Measurable space
Suppose that \(S\) is a \(\sigma\) algebra over \(X\). \((X, S)\) is called a measurable space. Every member of \(S\) is a measurable set.
\((S, 2^{S})\) is a common measurable space.
Importance
This notion is useful because it enumerates the sets whose size we want to measure.
Product space
You can take two measurable spaces \((S_1, F_1), (S_2, F_2)\), and, by set product get a bigger measurable space \((S_1 \times S2, F_1 \times F_2)\).
Measure
Minimal definition
\(m:S\to [0, \infty]\), with \(m(\phi)=0\) and the countable additivity property (\(A \cap B= \phi \implies m(A \cup B) = m(A) + m(B)\)) is called a measure on \(X\) of subsets \(S\).

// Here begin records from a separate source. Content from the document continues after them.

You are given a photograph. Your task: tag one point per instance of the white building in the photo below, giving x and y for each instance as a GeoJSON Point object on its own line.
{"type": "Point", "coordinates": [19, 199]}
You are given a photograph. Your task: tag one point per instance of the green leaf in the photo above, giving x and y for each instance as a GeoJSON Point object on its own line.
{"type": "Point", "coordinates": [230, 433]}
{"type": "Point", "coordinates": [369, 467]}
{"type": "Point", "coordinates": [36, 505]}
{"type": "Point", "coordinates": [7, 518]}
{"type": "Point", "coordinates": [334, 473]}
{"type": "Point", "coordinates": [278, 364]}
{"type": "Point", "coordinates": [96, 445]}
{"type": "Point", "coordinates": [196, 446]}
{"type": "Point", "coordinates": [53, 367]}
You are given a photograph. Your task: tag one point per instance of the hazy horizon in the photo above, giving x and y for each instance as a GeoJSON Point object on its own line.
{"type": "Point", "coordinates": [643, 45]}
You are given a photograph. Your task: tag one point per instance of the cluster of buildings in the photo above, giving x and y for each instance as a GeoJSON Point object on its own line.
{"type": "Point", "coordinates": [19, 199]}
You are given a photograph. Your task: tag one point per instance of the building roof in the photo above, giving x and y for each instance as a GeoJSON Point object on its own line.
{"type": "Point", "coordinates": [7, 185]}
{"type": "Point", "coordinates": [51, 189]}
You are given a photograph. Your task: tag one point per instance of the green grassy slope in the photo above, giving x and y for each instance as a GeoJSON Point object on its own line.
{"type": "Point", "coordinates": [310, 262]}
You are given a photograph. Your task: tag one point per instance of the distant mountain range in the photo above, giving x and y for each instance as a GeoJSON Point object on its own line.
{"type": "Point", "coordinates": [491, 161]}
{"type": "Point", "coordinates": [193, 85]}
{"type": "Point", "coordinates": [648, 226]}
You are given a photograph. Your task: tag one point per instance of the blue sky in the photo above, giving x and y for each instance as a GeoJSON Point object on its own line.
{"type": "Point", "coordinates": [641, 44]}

\((X, S, m)\) is called a measure space.
Motivation
This measure of size generalizes concepts such as volume/ area/ box measure, mass, time. Especially important measures are the box measure and the probability measure.
Special classes
General additivity
For some measures \(m\), any bunch of mutually disjoint sets \(S_i\): \(m(\cup_i S_i) = \sum_i S_i\). This is stronger than countable additivity.
Finite measures
If \(X\) is a countable union of finite measure sets, \(m\) is \(\sigma-\)finite. This is a very common property.
Signed measure
If \(m(x) < 0\) is allowed, then \(m\) is a signed measure.
Null set, almost-everywhereness
If \(m(T) = 0\), then \(T\) is called a \(m-\)null set.
A property (eg: \(f(x)>0\)) holds ‘almost everywhere’ if the set of elements for which the property does not hold is a null set. Eg: ‘Almost always’ in applications of probability.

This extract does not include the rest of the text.